Sosyal medyada çokça görmüşüzdür bu yeri, çekilen fotoğrafları, ya ne var şu Balat’ta:)
Benim ayrı bir sevdiğim bir semttir. Eski eski, sıra sıra dizili rengarenk binaları, Balkan topraklarını anımsatan Arnavut kaldırımlı sokakları, olmazsa olmaz vintage shop’lar, mimarisi ve binasının rengiyle dikkat çeken Fener Rum Ortaokulu, anlatmakla olmaz gezerek kendinizin keşfedeceği daha birçok şey belki de.

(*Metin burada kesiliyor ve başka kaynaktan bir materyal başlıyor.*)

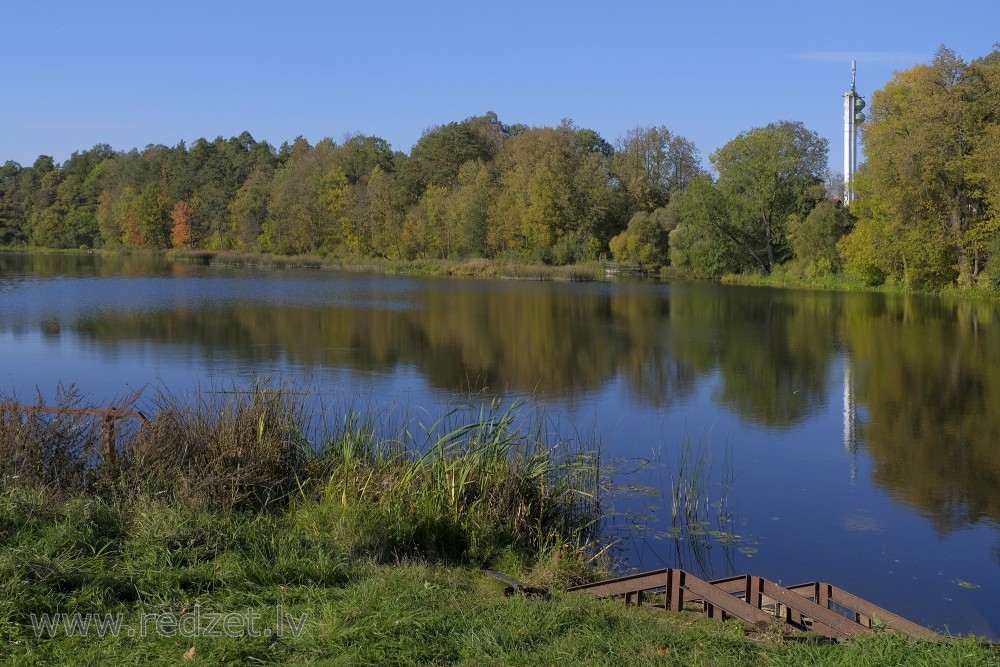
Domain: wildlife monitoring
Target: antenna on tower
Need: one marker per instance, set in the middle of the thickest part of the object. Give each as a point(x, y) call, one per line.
point(853, 104)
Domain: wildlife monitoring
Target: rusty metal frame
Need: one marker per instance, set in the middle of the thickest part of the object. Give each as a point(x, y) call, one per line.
point(758, 601)
point(109, 417)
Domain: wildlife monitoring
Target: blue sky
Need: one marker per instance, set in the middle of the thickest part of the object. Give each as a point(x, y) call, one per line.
point(136, 73)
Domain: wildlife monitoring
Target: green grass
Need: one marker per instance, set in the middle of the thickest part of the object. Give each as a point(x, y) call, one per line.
point(472, 268)
point(371, 535)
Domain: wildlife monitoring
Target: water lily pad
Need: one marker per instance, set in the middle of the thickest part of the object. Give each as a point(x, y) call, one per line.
point(862, 524)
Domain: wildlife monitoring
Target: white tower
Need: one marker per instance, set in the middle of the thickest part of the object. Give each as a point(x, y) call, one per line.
point(853, 104)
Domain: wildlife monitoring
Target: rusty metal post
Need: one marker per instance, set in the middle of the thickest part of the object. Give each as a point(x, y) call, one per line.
point(109, 438)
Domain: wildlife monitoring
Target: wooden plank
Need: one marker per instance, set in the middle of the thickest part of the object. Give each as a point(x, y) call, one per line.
point(623, 585)
point(825, 621)
point(730, 605)
point(891, 620)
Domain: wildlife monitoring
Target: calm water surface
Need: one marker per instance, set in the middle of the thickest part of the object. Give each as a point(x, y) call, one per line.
point(853, 438)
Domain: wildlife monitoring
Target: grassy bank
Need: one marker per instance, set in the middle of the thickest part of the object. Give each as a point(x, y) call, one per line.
point(472, 268)
point(366, 536)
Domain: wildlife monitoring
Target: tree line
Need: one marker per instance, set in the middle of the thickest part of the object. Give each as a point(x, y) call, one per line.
point(926, 212)
point(475, 188)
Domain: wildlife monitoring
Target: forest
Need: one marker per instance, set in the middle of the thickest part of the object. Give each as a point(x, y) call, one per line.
point(926, 213)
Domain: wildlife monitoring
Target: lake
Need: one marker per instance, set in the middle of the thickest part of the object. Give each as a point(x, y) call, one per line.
point(847, 438)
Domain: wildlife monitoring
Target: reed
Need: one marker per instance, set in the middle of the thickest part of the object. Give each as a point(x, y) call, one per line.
point(485, 482)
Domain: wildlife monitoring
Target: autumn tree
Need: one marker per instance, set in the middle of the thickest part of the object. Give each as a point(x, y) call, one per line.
point(924, 186)
point(180, 233)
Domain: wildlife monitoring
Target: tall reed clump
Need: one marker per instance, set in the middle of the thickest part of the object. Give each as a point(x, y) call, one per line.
point(481, 484)
point(476, 485)
point(223, 449)
point(57, 451)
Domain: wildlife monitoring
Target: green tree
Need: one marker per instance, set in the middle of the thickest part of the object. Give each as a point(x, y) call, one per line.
point(650, 164)
point(766, 175)
point(702, 244)
point(814, 238)
point(645, 242)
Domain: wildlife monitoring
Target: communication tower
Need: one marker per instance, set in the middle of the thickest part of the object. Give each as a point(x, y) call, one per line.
point(853, 116)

Kuzguncuk Üsküdar’da yer alan bir sonraki gezi durağı. Eğer oralarda oturmuyorsanız vapur keyfiyle Üsküdar’a ulaşmak yolculuğunuza ayrı bir hava katacaktır. Üsküdar’da indiğinizde Kuzguncuk için dilerseniz yürüyebilir dilerseniz de otobüse binip iki durak sonra inebilirsiniz (yani o kadar yakın). Kuzguncuk sokaklarında bizi ne bekliyor; eski yapılı binalar, rengarenk kapılar, hatta gezerken bu yüzden gelin damatla karşılaşabilirsiniz, cafeler; kitap cafe, vegan cafe, sahaflar ve daha fazlası sizin tarafınızdan keşfedilmeyi bekliyor. Tepeye doğru çıkıp geriye baktığınızda İstanbul manzarası sizi bekliyor olacak ayrıca çıkarken kahvenizi alıp saatlerce bu manzarayı izlemek isteyebilirsiniz.
Nereden buluyorlar bu graffitili sokakları diyorsanız işte size Karaköy sokakları. Merak edenler için İş Bankası Müzesi ve Osmanlı Bankası Müzesi de burada yer almakta ve ücretsiz. Meşhur Komando Merdivenlerini unutmayın buradan çıktığınızda da sağda vintage shop var sevenlerine duyurulur. Galata Kulesini bilmeyen yoktur. Kuleye çıkmak için aldığım biletin arkasında yazanları paylaşayım: İstanbul’un en eski ve en güzel kulelerinden biri olan Galata Kulesi, Bizans İmparatoru Anastasuis Oilosuz tarafından 528 yılında fener kulesi olarak ahşaptan inşa ettirilmiştir, 1348 yılında Cenevizliler tarafından Christea Turris (İsa Kulesi) adıyla yığma taştan yeniden yapılmıştır. 1453’te İstanbul fethedildiğinde Türklerin eline geçen kule yerden 66.90 metre ve deniz seviyesinden 140 metre yüksekliktedir. Çapı 8.95 metre ve duvar kalınlığı da 3.75 metredir. Restoranında sadece lezzetli Türk ve uluslararası mutfağın tadına bakmakla kalmayıp, aynı zamanda boğazın ve şehrin harika manzarasının da zevkine varacaksınız.
Keyifli bir tatil geçirmeniz dileğiyle, her şey gönlünüzce olsun.